"L’Etrange Couleur des larmes de ton corps balaie en partie les doutes. Toujours campés sur leur univers horrifique fétiche, Hélène Cattet et Bruno Forzani radicalisent leur position et affinent leur style. A partir d’un récit sommaire (...), ils déploient une vénéneuse atmosphère de cauchemar lynchien prétexte à une déferlante d’images fantasmatiques.
Pendant près de deux heures, frisant parfois la surchauffe, le film collectionne les morceaux de bravoure graphiques, visions hallucinées de meurtres, tortures et délires psychotiques inspirées par Dario Argento ou Jess Franco.
Recourant au split-screen et à toute la gamme des filtres de couleur, le duo Cattet-Forzani applique finalement à l’imagerie bis la même formule que Brian De Palma destinait à l’œuvre d’Hitchcock : falsifier un cinéma, en isoler les motifs, les effets, pour inventer sa propre langue.

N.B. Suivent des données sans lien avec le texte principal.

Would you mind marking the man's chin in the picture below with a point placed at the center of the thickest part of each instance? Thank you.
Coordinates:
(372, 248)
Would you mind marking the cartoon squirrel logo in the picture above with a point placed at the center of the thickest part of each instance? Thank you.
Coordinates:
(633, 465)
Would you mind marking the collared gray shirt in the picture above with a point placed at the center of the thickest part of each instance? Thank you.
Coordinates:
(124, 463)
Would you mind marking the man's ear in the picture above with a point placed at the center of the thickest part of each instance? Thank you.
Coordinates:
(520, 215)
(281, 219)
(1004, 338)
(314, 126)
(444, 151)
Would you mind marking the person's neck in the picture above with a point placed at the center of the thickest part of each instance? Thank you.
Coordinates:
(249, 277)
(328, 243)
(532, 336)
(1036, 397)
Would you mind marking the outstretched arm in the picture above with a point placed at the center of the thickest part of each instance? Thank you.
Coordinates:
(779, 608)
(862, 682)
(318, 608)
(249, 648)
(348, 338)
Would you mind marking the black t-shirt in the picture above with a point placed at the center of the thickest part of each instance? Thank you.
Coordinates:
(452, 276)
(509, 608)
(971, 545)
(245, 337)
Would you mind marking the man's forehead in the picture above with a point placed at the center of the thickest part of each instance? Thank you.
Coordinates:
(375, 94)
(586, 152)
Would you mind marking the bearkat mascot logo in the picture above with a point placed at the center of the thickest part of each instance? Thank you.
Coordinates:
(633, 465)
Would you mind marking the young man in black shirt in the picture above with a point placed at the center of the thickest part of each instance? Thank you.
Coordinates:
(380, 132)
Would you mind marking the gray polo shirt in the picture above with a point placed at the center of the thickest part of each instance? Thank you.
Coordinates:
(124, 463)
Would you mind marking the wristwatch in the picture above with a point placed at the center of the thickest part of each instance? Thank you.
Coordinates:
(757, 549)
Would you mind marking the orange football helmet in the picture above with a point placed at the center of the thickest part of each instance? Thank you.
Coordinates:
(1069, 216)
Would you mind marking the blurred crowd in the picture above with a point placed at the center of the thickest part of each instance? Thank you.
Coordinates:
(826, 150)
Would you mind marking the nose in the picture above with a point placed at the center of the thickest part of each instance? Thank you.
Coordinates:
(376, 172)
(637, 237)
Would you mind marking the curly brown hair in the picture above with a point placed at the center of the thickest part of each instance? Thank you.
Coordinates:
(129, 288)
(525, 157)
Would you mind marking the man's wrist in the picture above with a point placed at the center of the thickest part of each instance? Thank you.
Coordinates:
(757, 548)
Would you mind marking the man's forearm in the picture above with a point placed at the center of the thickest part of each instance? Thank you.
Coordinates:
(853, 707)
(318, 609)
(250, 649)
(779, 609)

Ici, le fantastique et l’horreur n’existent plus que comme des signes épars (un cri, un gant, une lame de rasoir) convoqués en tant que puissants moteurs d’émotion dans un film-trip dont l’unique dessein est d’affoler les sens, de provoquer un vertige à la fois suave et morbide.
Rarement, ainsi, le lien implicite entre cinéma d’horreur et porno n’aura été plus sensiblement incarné : dans ce film, la déchirure des chairs infligée par un couteau est une pénétration, les corps martyrisés saignent et jouissent indifféremment.
L’Etrange Couleur des larmes de ton corps n’apporte donc aucune réponse définitive sur l’avenir de ses auteurs, que l’on imagine mal se sortir de leur obsession fétichiste du genre, mais il constitue en l’état une expérience unique réhabilitant la vitalité transgressive et pulsionnelle du cinéma d’horreur."